Mistress America

Posted by Joel Copling on August 28, 2015

Director Noah Baumbach is apparently one for populating his movies with slightly neurotic characters, and "Mistress America" is no different. In fact, it's filled in every scene with two or three neurotic characters waxing Millennial about the problems that plague them, before becoming a chamber comedy about the neuroses of every major or secondary character to whom we've been introduced. It's a chaotic mix made more palatable through Baumbach's staging, and at least the business of the dialogue is balanced well by the setting (a white, spotlessly clean house). It also helps that these characters are largely, well, not unlikable.

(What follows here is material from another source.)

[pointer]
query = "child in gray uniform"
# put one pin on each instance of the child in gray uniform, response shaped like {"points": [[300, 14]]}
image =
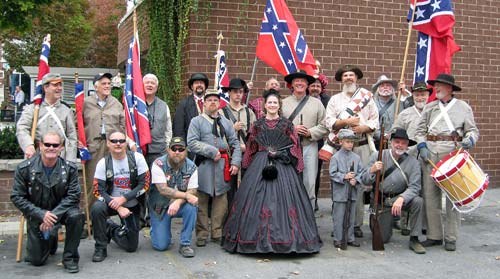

That does make them easy to relate to, though, such as our heroine Tracy (Lola Kirke in a performance that should get her more roles very quickly), an 18-year-old, aspiring writer who wants to be a part of the most exclusive writing club at her university. She meets Brooke (Greta Gerwig, who also co-wrote the screenplay with Baumbach), a whirlwind of nervous energy and four-letter words, whose dad is about to marry Tracy's mom. Brooke is an interior designer with big dreams of opening a restaurant, despite only a domestic, casual background in cooking. She also has deep resentment for her former best friend Mamie-Claire (Heather Lind), who, according to Brooke, stole her ex-boyfriend Dylan (Michael Chernus), her idea for a fun T-shirt, and her cats.

Almost the entirety of the second half is spent in Dylan and Mamie-Claire's house while Brooke pitches the restaurant idea (poorly and without much conviction) to the former for an investment of his apparent boatload of money. It's packed to the gills with on-the-nose dialogue and blunt interactions. Some of this feels extraneous (such as the inclusion of Tony, a classmate of Tracy's played by Matthew Shear for whom she could be a romantic foible, and Nicolette, Tony's current girlfriend played by Jasmine Cephas Jones as someone with only a single characteristic of "jealous," as well as various tertiary characters who enter and exit at the whims of the screenplay); by and large, "Mistress America" works because the performances are so convincing, especially the way Brooke's attitude toward life seems to rub off on Tracy and the manner in which Brooke and Dylan reach a sort of closure. The whole thing is a way of airing out insecurities, but it's smart enough not to tidy up after itself in a manufactured way.

Film Information

Lola Kirke (Tracy), Greta Gerwig (Brooke), Matthew Shear (Tony), Heather Lind (Mamie-Claire), Michael Chernus (Dylan), Jasmine Cephas Jones (Nicolette).

Directed by Noah Baumbach and written by Baumbach and Greta Gerwig.

Rated R (language including sexual references).

84 minutes.

Released in select cities on August 14, 2015.